Tempest in the T

Letters to the Boston editor:  May 16, 2008

I enjoyed your article on acceptable MBTA riding conduct. However, you did not include some of the most infuriating behavior on the T. I encounter these problems daily, and they are all easily avoidable.

Escalators: right side is for standing, left side is for those boldly charging upwards.

Doors: don’t stand right in front of them, let people off the train before attempting to board. This also applies to elevators. Stand to the side and let ’em off.

Packed cars: don’t hold up a train during rush hour by attempting to squeeze yourself onto one that’s already packed, instead of waiting for the next one.

Bags on the seat: I shouldn’t have to ask you to move it.

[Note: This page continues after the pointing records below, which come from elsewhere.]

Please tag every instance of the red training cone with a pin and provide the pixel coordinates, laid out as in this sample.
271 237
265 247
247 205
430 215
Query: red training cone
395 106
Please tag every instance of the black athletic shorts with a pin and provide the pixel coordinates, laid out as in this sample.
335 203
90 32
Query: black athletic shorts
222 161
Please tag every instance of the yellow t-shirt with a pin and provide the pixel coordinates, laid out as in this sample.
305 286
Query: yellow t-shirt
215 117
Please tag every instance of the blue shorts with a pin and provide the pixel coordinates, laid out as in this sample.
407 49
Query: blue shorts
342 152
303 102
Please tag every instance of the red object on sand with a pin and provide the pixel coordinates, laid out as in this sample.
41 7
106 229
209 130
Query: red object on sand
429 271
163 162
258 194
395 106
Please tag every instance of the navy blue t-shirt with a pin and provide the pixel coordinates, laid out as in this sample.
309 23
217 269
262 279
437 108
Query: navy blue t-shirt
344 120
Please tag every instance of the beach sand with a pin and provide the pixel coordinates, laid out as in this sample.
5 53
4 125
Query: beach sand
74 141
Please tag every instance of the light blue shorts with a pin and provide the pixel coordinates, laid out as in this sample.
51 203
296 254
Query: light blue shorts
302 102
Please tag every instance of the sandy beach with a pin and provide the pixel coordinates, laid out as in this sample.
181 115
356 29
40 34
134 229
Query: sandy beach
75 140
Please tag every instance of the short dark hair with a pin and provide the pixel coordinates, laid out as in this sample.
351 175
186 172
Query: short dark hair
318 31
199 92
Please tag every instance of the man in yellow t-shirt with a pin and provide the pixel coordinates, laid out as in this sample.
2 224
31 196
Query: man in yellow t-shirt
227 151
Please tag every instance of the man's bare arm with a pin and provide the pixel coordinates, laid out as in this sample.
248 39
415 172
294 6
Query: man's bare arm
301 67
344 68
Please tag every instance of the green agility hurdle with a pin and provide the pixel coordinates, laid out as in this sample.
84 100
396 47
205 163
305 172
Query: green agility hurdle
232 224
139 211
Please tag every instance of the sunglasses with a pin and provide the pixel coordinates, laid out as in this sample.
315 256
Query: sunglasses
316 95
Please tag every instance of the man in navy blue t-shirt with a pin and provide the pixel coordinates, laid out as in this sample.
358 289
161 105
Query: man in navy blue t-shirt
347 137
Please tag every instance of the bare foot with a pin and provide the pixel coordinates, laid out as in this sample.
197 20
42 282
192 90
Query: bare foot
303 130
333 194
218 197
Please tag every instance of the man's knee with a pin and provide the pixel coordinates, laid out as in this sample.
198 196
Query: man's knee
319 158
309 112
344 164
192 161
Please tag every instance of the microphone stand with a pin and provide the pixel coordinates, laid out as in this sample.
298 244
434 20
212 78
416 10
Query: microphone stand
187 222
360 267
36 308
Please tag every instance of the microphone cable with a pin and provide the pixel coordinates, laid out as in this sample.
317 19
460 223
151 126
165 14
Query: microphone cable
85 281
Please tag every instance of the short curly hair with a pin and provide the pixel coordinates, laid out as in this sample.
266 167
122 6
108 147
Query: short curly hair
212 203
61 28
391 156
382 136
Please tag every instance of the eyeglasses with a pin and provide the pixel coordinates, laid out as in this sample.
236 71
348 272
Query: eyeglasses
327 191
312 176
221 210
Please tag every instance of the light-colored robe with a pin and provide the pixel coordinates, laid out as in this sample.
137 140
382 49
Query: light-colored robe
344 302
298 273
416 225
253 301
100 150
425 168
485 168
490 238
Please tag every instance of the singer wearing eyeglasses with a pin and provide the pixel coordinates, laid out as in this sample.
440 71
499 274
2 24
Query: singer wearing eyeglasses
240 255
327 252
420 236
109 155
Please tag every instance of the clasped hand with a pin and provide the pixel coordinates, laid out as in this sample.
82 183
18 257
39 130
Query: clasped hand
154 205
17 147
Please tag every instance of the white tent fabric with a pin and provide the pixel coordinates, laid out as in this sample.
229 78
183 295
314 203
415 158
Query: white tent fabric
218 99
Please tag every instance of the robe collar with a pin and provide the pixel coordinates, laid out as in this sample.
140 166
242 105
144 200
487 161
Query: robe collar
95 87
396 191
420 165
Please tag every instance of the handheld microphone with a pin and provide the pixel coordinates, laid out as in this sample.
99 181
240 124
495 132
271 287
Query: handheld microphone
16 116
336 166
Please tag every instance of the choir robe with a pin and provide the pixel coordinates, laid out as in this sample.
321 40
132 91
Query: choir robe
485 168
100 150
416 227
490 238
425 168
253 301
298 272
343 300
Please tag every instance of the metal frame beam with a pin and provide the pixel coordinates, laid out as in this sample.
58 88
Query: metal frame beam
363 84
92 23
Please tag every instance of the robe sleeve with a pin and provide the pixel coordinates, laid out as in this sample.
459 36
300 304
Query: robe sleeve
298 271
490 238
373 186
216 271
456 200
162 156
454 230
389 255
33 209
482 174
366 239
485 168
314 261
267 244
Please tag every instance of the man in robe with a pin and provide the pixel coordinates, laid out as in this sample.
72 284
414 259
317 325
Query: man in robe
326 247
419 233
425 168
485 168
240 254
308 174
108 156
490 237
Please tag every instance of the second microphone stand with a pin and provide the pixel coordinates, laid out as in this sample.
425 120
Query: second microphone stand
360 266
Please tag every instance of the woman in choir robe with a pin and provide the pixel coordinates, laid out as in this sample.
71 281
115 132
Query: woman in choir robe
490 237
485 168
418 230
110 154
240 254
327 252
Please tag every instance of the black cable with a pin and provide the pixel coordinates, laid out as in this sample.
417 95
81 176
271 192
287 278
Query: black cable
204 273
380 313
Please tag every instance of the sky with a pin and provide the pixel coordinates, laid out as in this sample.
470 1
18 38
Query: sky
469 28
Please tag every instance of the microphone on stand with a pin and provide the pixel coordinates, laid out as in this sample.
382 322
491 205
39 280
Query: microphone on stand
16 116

Fat people: don’t attempt to squeeze yourself into a seat into which you clearly will not fit.

Francis L. Baird III

Impressively dorky
Interesting article on Time Machine. They are an undeniably talented threesome. The first thing long-standing TM fans will notice on Life Is Expensive is their transition from underground hip-hop to what you refer to as “neon rap.” You fail, however, to distinguish them from the likes of Yo Majesty, the Cool Kids, and Roxy Cottontail.

TM have paid their hip-hop dues. You can recognize it in their well-thought-out rhymes, seamless arrangements, and Mek-style quality. The new package may seem less personal, but there is no less science, intellect, lyrical dexterity, or skill on display. The fact that they made this evolution and stayed smart and original while doing so is simply brilliant. Slow Your Roll earned them a name, but a reproduction of this dated style would have boxed them in. So while you presume in so many words that TM has sold out on their old dork friends, I, for one, am still listening, even more impressed, and dorkier than ever.

Melanie Demartinis
Austin, Texas

Foul play
As a Mainer, I’m only an occasional reader of the Boston edition of the Phoenix. However, every time I pick up your paper, I am dismayed by “Sports Blotter.” Why single out the professional athlete for this treatment? Why not, say, architects or engineers? I assume the reasoning is that pro athletes are well paid and also in the public eye as role models for youth, and thus should be held to a higher standard of behavior. This explanation doesn’t hold up so well for college athletes, of course, but even if one were to grant this logic as a sufficient reason for the publication of “Sports Blotter,” one would still be left wondering, “Why athletes?” and not, for example, members of Congress or corporate executives, who are also well-paid and high-profile professionals?

Yes, the Phoenix is entertainment-oriented, and athletes are essentially entertainers. But this justification falls short as well, since I have yet to see a “Blotter” for movie and TV stars who run afoul of the law. Coincidentally, a disproportionately high percentage of pro athletes are African American, whereas a disproportionately low percentage of professional actors, US senators, and Fortune 500 executives, et al., are African-American. Of the 17 athletes discussed in the May 2 column, three are white and 14 are black. The decision to dedicate a column to covering the minority element of small-time (accused) criminals among a largely law-abiding profession dominated by African-Americans in recent years, and the focus on accused criminals who are not white, smacks of racism. It doesn’t help that the author is white.